Sungguh Disesalkan Golkar dan PDI-P Tolak PT O Persen

Jurnal.5
Jumat, 17 Desember 2021, 11:13 WAT
Last Updated 2021-12-17T04:13:35Z

JURNAL5 - Sangat disesalkan adanya penolakan PDIP dan Partai Golkar terhadap ambang batas  (Presdiential Threshold) jadi 0% untuk Capres, Cagub, & Cabup. Hal itu  menunjukkan kedua parpol  tersebut pro-oligarki dan bakal menimbulkan krisis kepercayaan masyarakat pada demokrasi. Sebab demokrasi yang sangat mahal itu bertentangan dengan UUD45 dan hanya memperkuat persengkongkolan orang-orang serakah (Oligarki). Komplotan Oligarki ini  tamak, mengesampingkan keadilan sosial dan kesejahteraan rakyat serta menghancurkan demokrasi substansial.

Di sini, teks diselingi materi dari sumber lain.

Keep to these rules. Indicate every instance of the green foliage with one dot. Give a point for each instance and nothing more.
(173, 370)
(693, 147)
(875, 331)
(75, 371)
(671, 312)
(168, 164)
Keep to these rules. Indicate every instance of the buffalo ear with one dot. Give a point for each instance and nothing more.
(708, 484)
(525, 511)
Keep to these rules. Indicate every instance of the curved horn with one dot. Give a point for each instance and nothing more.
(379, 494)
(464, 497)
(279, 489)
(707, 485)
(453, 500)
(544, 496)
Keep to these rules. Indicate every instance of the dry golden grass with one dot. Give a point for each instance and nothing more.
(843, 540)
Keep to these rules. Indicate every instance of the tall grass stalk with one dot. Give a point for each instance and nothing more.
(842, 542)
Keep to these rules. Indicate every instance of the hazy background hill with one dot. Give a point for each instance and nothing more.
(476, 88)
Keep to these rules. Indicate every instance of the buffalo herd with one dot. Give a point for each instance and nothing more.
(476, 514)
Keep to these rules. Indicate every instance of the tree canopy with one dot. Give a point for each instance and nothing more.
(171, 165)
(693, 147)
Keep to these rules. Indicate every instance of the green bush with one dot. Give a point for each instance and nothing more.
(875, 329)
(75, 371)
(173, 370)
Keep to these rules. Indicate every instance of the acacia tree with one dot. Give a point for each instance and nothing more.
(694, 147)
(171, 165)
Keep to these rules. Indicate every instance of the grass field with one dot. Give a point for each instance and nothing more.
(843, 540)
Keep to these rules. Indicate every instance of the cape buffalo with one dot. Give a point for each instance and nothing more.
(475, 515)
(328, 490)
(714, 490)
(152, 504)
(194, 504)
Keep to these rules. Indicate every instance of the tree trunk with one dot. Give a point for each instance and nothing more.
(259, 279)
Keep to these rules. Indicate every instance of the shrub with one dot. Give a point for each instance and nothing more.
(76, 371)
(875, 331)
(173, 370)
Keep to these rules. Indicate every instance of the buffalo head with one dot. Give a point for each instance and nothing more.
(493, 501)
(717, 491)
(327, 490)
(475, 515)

Demikian pandangan Direktur  Lembaga Studi Sosial dan Strategi (LS3) Umar Hamdani MA yang juga seorang kyai muda NU kultural. Pandangan yang sama disampaikan oleh pengamat politik yang juga mantan aktivis HMI ITB Muslim Arbi.

PDIP dan Golkar telah  memihak oligarki dan kepentingan bercokol dengan penolakannya agar ambang batas (threshold) jadi 0% untuk Capres, Cagub, & Cabup. Wakil Ketua Umum (Waketum) DPP Partai Golkar Nurul Arifin menolak threshold 0 persen itu dengan alasan yang tak masuk akal dan terkesan kamuflase belaka. Wakil Ketua Umum (Waketum) DPP Partai Golkar Nurul Arifin berpendapat bahwa ambang batas pencalonan presiden atau presidential treshold (PT) harus tetap ada dalam kontestasi pemilihan umum (pemilu). Sedangkan PDIP pun bersikap serupa.

Para analis menilai, penolakan Golkar dan PDIP  itu sangat picik, egois dan hanya mengutamakan kepentingan sempit oligarkis. Para analis curiga bahwa Golkar menolak presidential threshold atau ambang batas Pilpres, Pilkada dan Pileg 0 persen karena mudah  diduga sumber dananya dari oligarki. ‘’Saya kira dugaan itu tidak meleset, sebab orientasi pro-Oligarki di kalangan elite PDIP dan Golkar itu nyata, sangat menusuk nurani rakyat dan merusak kepercayaan publik, yang pada gilirannya bisa timbulkan  krisis multidimensi, mungkin malah turbulensi, chaos,’’ kata Umar alumnus pasca sarjana STF Driyarkara.

‘’PDIP dan Golkar harusnya mendengarkan  aspirasi rakyat yang ingin ambang batas (threshold) jadi 0% untuk Capres, Cagub, & Cabup. Dengan penolakan itu, maka saya khawatir  rakyat bakal tak percaya lagi pada lembaga-lembaga Negara dan demokrasi,’’ kata Muslim Arbi.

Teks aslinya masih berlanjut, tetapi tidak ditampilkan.